Rather than pulling back after Clinton’s defeat, the Democratic Party intensified the gender and identity appeal during the 2017 Alabama Senate election, campaigning primarily on the question of allegations that Roy Moore was a rapist and pedophile. Similar allegations were later used to force the resignation of Democratic Minnesota Senator Al Franken and Democratic New York Attorney General Eric Schneiderman.

The launching of the #MeToo campaign laid the foundation for the escalation of this Democratic Party initiative. In October 2017, the New York Times and former Democratic State Department aide Ronan Farrow inaugurated the #MeToo campaign with the ouster of Harvey Weinstein. The campaign has been used to severely undermine due process and promote outright censorship, as in the recent forced resignation of New York Review of Books editor Ian Buruma for publishing an article by Jian Ghomeshi, who had been accused and acquitted of sexual misconduct.

The response to the Ford allegations is the latest step in this operation.

Celinda Lake, a Democratic pollster and political consultant, was quoted in a CNBC article titled “Kavanaugh accusation reignites #MeToo ahead of midterm elections—and a new ‘Year of the Woman’ could be really bad news for Republicans.”

Lake said, “It is the Year of the Woman, and [Republicans] nominated none. The single biggest mistake that the Republican Party made was not nominating more women.”

This is a revealing remark. According to the Democratic Party, what matters is not the fact that Trump and the Republicans have drastically slashed taxes for the wealthy, separated thousands of immigrant children from their parents, eviscerated workplace safety and environmental regulations, and drastically increased military spending at the expense of the social needs of the population.

Groups like the International Socialist Organization have supported this right-wing campaign. In an article titled “#MeToo versus the Senate,” Socialistworker.org writes: “the victim-blaming and the shaming of Blasey has already shaped public opinion, and it needs to be mobilized in whatever way possible to oppose the drive to put another sexual assaulter on the Supreme Court.” (Emphasis added.) This is an open call to support the Democratic Party.

In the end, if the Democrats do win control of Congress, they will either help confirm Kavanaugh or ensure the nomination of an equally reactionary justice. The Democrats are in fundamental agreement with Trump and Kavanaugh’s right-wing program.

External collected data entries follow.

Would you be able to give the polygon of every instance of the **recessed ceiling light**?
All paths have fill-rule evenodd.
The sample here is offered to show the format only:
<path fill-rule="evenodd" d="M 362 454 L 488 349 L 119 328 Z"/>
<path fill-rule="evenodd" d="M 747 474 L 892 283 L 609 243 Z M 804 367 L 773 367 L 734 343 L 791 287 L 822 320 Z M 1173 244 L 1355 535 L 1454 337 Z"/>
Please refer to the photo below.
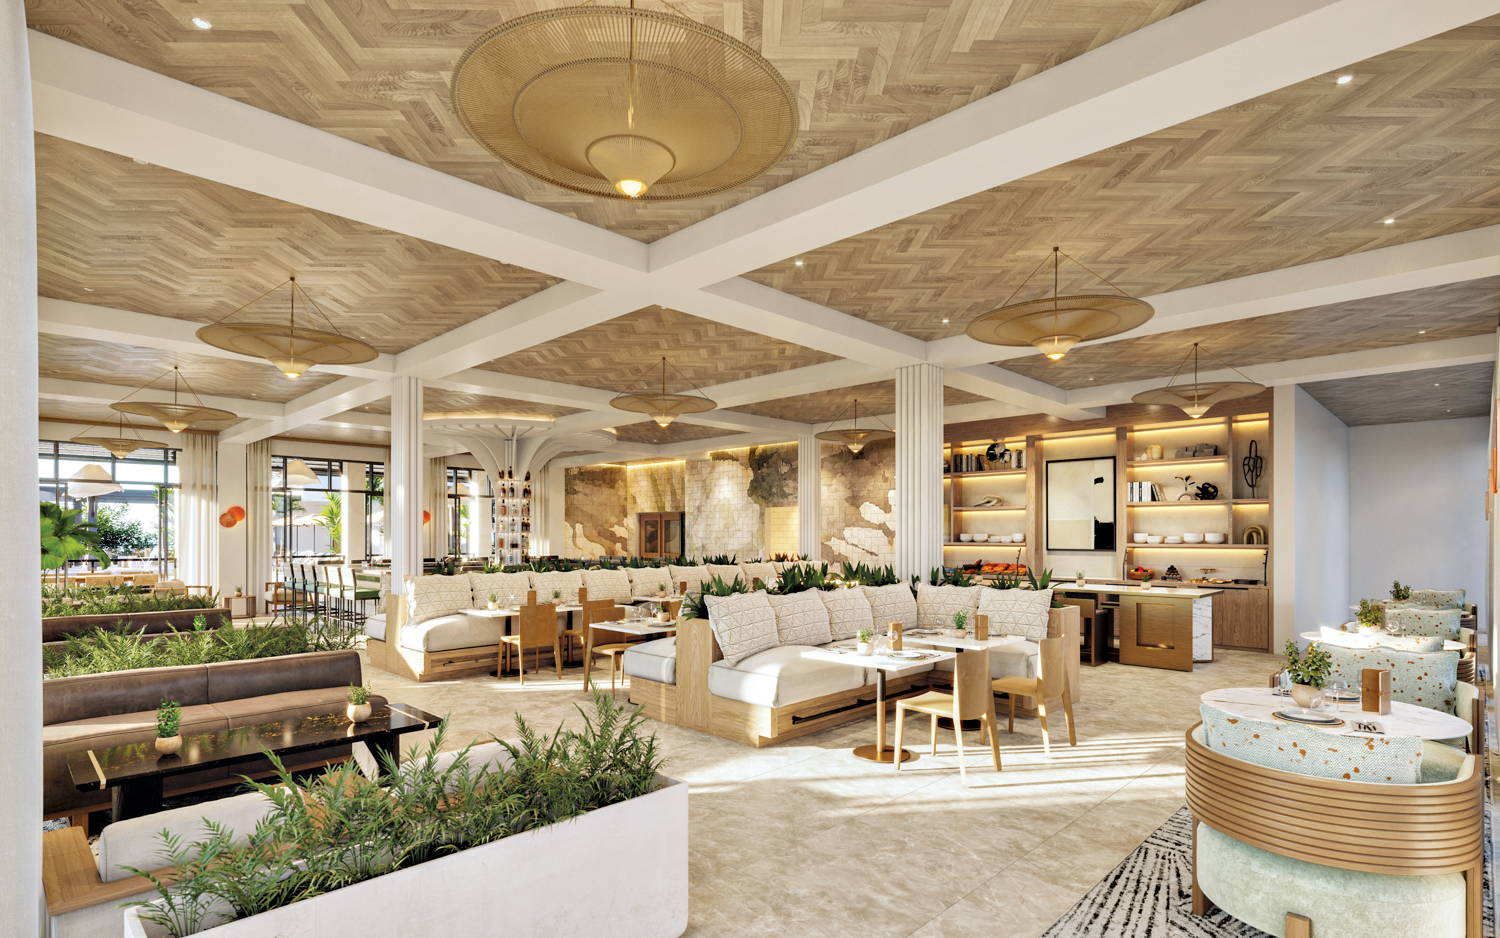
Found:
<path fill-rule="evenodd" d="M 801 261 L 797 261 L 796 264 L 797 264 L 798 267 L 802 266 L 802 262 Z"/>
<path fill-rule="evenodd" d="M 137 157 L 132 157 L 132 159 L 134 159 L 137 163 L 140 163 L 142 166 L 150 166 L 151 165 L 150 163 L 146 162 L 145 160 L 141 159 L 138 156 Z"/>
<path fill-rule="evenodd" d="M 196 20 L 194 22 L 196 22 Z M 1354 76 L 1353 75 L 1340 75 L 1337 80 L 1338 80 L 1339 84 L 1341 84 L 1341 85 L 1347 85 L 1347 84 L 1349 84 L 1349 82 L 1351 82 L 1351 81 L 1354 80 Z"/>
<path fill-rule="evenodd" d="M 1386 219 L 1386 220 L 1385 220 L 1385 223 L 1386 223 L 1386 224 L 1387 224 L 1387 225 L 1394 225 L 1394 224 L 1395 224 L 1395 223 L 1396 223 L 1396 219 L 1394 219 L 1394 218 L 1387 218 L 1387 219 Z"/>
<path fill-rule="evenodd" d="M 1437 388 L 1437 387 L 1442 387 L 1442 385 L 1441 385 L 1441 384 L 1439 384 L 1439 383 L 1438 383 L 1438 382 L 1436 382 L 1436 381 L 1434 381 L 1434 382 L 1432 382 L 1432 386 L 1433 386 L 1433 387 L 1435 387 L 1435 388 Z"/>
<path fill-rule="evenodd" d="M 195 17 L 193 17 L 193 25 L 196 26 L 196 27 L 198 27 L 199 29 L 213 29 L 214 28 L 214 24 L 213 23 L 210 23 L 208 20 L 204 19 L 201 16 L 195 16 Z M 1339 80 L 1342 81 L 1343 79 L 1339 79 Z"/>
<path fill-rule="evenodd" d="M 943 322 L 947 322 L 947 321 L 948 321 L 948 320 L 946 320 L 946 319 L 944 319 L 944 320 L 943 320 Z"/>
<path fill-rule="evenodd" d="M 84 287 L 83 288 L 83 292 L 84 293 L 93 293 L 94 292 L 94 288 L 93 287 Z"/>
<path fill-rule="evenodd" d="M 1427 330 L 1426 329 L 1418 329 L 1417 330 L 1417 335 L 1426 335 L 1426 334 L 1427 334 Z"/>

The ruling class is taking note of indications of a coming social explosion, manifest in the highest level of strike activity in decades. Polls show massive opposition to Trump, growing anger over both parties’ pro-corporate economic program and rising interest among workers and youth in socialism. Under these conditions, the ruling class seeks to poison the atmosphere, pit workers against each other, and weaken the international working class in anticipation of great class battles ahead.

The task of socialists is to unmask the right-wing agenda the Democrats are attempting to advance behind the smokescreen of sex scandals and to fight to unify the working class worldwide in the struggle for socialism.